A pivotal moment came for him in professor Jack Fruchtman’s Constitutional Law and Politics class. After two or three weeks of reading Supreme Court cases and examining the reasoning behind the decisions, he knew he wanted to become a lawyer.
“It was kind of like a light bulb went off, and I knew this is what I want to do,” Wharton says. “I like this kind of research. I like this kind of reading. I like writing about these things. And if this is what I'd be doing for another three years, I think I can do it.”

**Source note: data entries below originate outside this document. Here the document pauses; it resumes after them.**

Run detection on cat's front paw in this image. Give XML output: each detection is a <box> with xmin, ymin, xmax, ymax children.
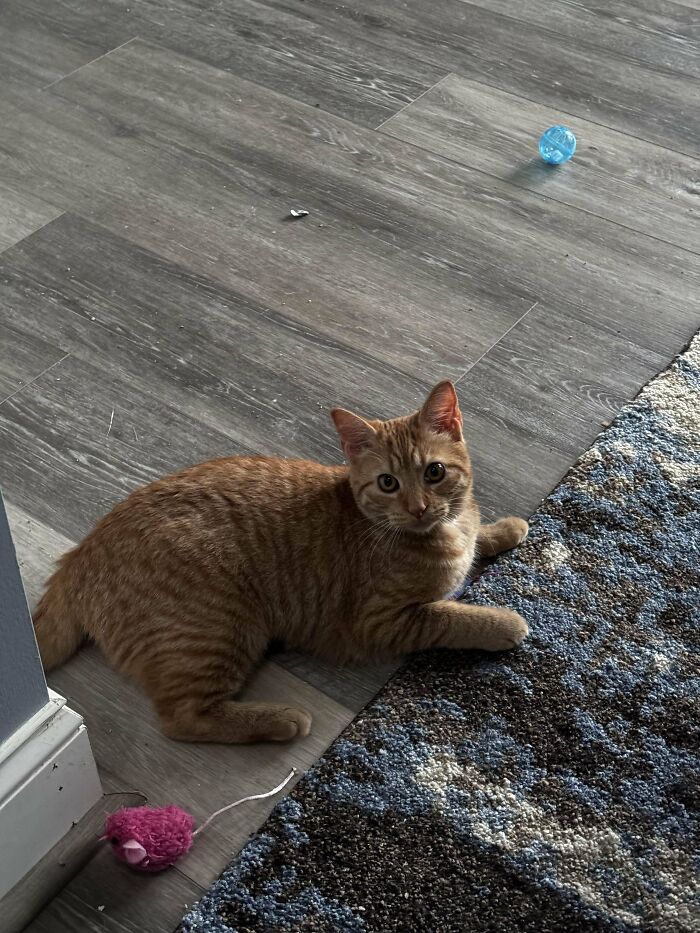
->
<box><xmin>496</xmin><ymin>515</ymin><xmax>530</xmax><ymax>551</ymax></box>
<box><xmin>480</xmin><ymin>609</ymin><xmax>529</xmax><ymax>651</ymax></box>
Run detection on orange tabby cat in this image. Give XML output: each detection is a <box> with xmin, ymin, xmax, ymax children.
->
<box><xmin>34</xmin><ymin>382</ymin><xmax>527</xmax><ymax>742</ymax></box>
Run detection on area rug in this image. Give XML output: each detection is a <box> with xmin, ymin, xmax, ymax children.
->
<box><xmin>179</xmin><ymin>337</ymin><xmax>700</xmax><ymax>933</ymax></box>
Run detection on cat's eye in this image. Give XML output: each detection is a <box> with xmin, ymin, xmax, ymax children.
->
<box><xmin>425</xmin><ymin>463</ymin><xmax>447</xmax><ymax>483</ymax></box>
<box><xmin>377</xmin><ymin>473</ymin><xmax>399</xmax><ymax>492</ymax></box>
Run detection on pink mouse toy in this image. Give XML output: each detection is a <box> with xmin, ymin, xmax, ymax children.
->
<box><xmin>102</xmin><ymin>769</ymin><xmax>296</xmax><ymax>871</ymax></box>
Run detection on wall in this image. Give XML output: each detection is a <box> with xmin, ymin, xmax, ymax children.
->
<box><xmin>0</xmin><ymin>493</ymin><xmax>49</xmax><ymax>743</ymax></box>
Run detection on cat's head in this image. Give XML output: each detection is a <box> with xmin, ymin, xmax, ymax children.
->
<box><xmin>331</xmin><ymin>382</ymin><xmax>472</xmax><ymax>534</ymax></box>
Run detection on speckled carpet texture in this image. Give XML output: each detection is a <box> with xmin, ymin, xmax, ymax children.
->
<box><xmin>181</xmin><ymin>337</ymin><xmax>700</xmax><ymax>933</ymax></box>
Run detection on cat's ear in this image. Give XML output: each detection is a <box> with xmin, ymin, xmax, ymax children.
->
<box><xmin>420</xmin><ymin>382</ymin><xmax>464</xmax><ymax>441</ymax></box>
<box><xmin>331</xmin><ymin>408</ymin><xmax>376</xmax><ymax>460</ymax></box>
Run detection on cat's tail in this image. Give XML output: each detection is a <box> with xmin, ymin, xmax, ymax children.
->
<box><xmin>33</xmin><ymin>558</ymin><xmax>87</xmax><ymax>671</ymax></box>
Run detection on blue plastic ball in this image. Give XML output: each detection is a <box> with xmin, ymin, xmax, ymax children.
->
<box><xmin>540</xmin><ymin>126</ymin><xmax>576</xmax><ymax>165</ymax></box>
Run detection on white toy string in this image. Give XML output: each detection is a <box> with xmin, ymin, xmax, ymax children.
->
<box><xmin>192</xmin><ymin>768</ymin><xmax>297</xmax><ymax>836</ymax></box>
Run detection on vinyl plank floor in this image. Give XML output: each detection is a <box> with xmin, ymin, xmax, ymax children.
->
<box><xmin>252</xmin><ymin>0</ymin><xmax>700</xmax><ymax>149</ymax></box>
<box><xmin>382</xmin><ymin>75</ymin><xmax>700</xmax><ymax>252</ymax></box>
<box><xmin>460</xmin><ymin>0</ymin><xmax>700</xmax><ymax>77</ymax></box>
<box><xmin>25</xmin><ymin>849</ymin><xmax>204</xmax><ymax>933</ymax></box>
<box><xmin>0</xmin><ymin>41</ymin><xmax>697</xmax><ymax>379</ymax></box>
<box><xmin>148</xmin><ymin>0</ymin><xmax>446</xmax><ymax>126</ymax></box>
<box><xmin>0</xmin><ymin>0</ymin><xmax>700</xmax><ymax>933</ymax></box>
<box><xmin>0</xmin><ymin>183</ymin><xmax>61</xmax><ymax>253</ymax></box>
<box><xmin>49</xmin><ymin>648</ymin><xmax>353</xmax><ymax>886</ymax></box>
<box><xmin>0</xmin><ymin>314</ymin><xmax>65</xmax><ymax>404</ymax></box>
<box><xmin>0</xmin><ymin>0</ymin><xmax>134</xmax><ymax>92</ymax></box>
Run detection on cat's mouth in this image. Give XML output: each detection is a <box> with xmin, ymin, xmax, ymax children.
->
<box><xmin>398</xmin><ymin>513</ymin><xmax>442</xmax><ymax>535</ymax></box>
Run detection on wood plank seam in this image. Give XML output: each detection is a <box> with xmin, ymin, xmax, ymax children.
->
<box><xmin>40</xmin><ymin>36</ymin><xmax>138</xmax><ymax>91</ymax></box>
<box><xmin>0</xmin><ymin>353</ymin><xmax>70</xmax><ymax>405</ymax></box>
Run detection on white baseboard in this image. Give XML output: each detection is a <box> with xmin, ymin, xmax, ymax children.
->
<box><xmin>0</xmin><ymin>691</ymin><xmax>102</xmax><ymax>898</ymax></box>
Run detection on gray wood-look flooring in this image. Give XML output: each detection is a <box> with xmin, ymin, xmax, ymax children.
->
<box><xmin>0</xmin><ymin>0</ymin><xmax>700</xmax><ymax>933</ymax></box>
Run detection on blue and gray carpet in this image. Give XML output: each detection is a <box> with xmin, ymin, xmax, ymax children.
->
<box><xmin>181</xmin><ymin>338</ymin><xmax>700</xmax><ymax>933</ymax></box>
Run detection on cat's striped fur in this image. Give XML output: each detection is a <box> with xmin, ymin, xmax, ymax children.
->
<box><xmin>34</xmin><ymin>383</ymin><xmax>527</xmax><ymax>742</ymax></box>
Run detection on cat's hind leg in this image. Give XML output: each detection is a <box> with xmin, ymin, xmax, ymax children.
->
<box><xmin>476</xmin><ymin>516</ymin><xmax>528</xmax><ymax>557</ymax></box>
<box><xmin>160</xmin><ymin>698</ymin><xmax>311</xmax><ymax>743</ymax></box>
<box><xmin>141</xmin><ymin>619</ymin><xmax>311</xmax><ymax>743</ymax></box>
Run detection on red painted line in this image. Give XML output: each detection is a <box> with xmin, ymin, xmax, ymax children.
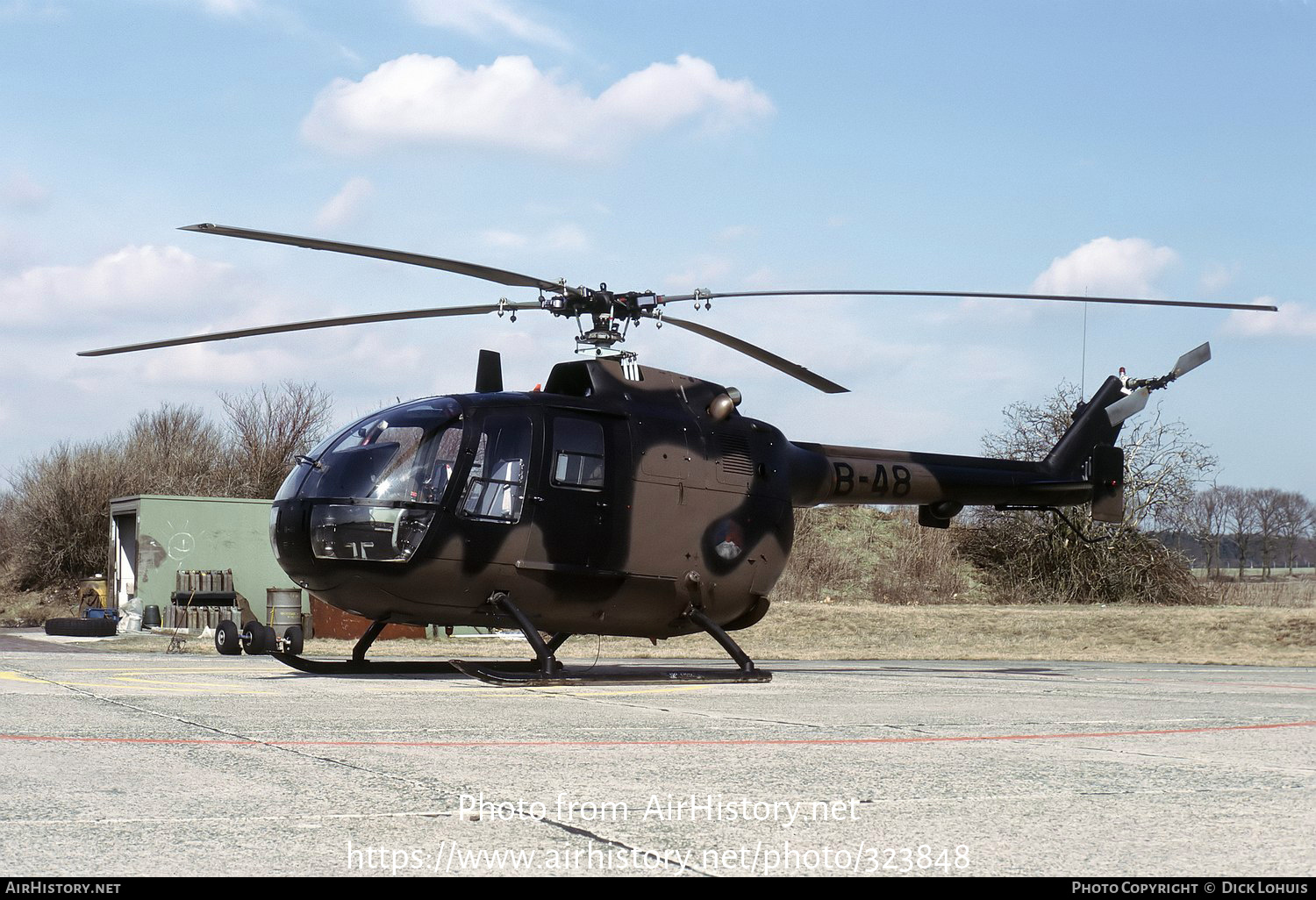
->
<box><xmin>0</xmin><ymin>720</ymin><xmax>1316</xmax><ymax>749</ymax></box>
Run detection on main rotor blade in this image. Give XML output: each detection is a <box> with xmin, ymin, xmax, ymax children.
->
<box><xmin>657</xmin><ymin>291</ymin><xmax>1279</xmax><ymax>321</ymax></box>
<box><xmin>662</xmin><ymin>316</ymin><xmax>850</xmax><ymax>394</ymax></box>
<box><xmin>179</xmin><ymin>223</ymin><xmax>562</xmax><ymax>292</ymax></box>
<box><xmin>78</xmin><ymin>303</ymin><xmax>540</xmax><ymax>357</ymax></box>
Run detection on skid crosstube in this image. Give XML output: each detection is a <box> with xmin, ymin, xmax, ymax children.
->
<box><xmin>270</xmin><ymin>653</ymin><xmax>540</xmax><ymax>675</ymax></box>
<box><xmin>270</xmin><ymin>653</ymin><xmax>773</xmax><ymax>687</ymax></box>
<box><xmin>270</xmin><ymin>591</ymin><xmax>773</xmax><ymax>687</ymax></box>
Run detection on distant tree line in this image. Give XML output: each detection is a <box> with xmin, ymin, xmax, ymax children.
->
<box><xmin>1161</xmin><ymin>486</ymin><xmax>1316</xmax><ymax>578</ymax></box>
<box><xmin>0</xmin><ymin>382</ymin><xmax>332</xmax><ymax>589</ymax></box>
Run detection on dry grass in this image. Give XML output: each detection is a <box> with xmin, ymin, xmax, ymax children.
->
<box><xmin>1207</xmin><ymin>576</ymin><xmax>1316</xmax><ymax>610</ymax></box>
<box><xmin>0</xmin><ymin>586</ymin><xmax>79</xmax><ymax>628</ymax></box>
<box><xmin>773</xmin><ymin>507</ymin><xmax>989</xmax><ymax>604</ymax></box>
<box><xmin>84</xmin><ymin>603</ymin><xmax>1316</xmax><ymax>666</ymax></box>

After he graduates, Wharton will be clerking for a year with the U.S. District Court for the District of Maryland. Then he plans to stay in Baltimore and do commercial litigation while working in the education and health law spaces.
While he got his law degree from the University of Maryland, Wharton says he wouldn’t be where he is without Towson University.
“I always tell people that I am a very proud Towson University alumnus,” Wharton says. “It was just an incredible time, I just loved going to college there and I loved the people I met there. I had so many good mentors, professors and administrators who really made a difference.”
This story is one of several related to President Kim Schatzel’s priorities for Towson University: TU Matters to Maryland.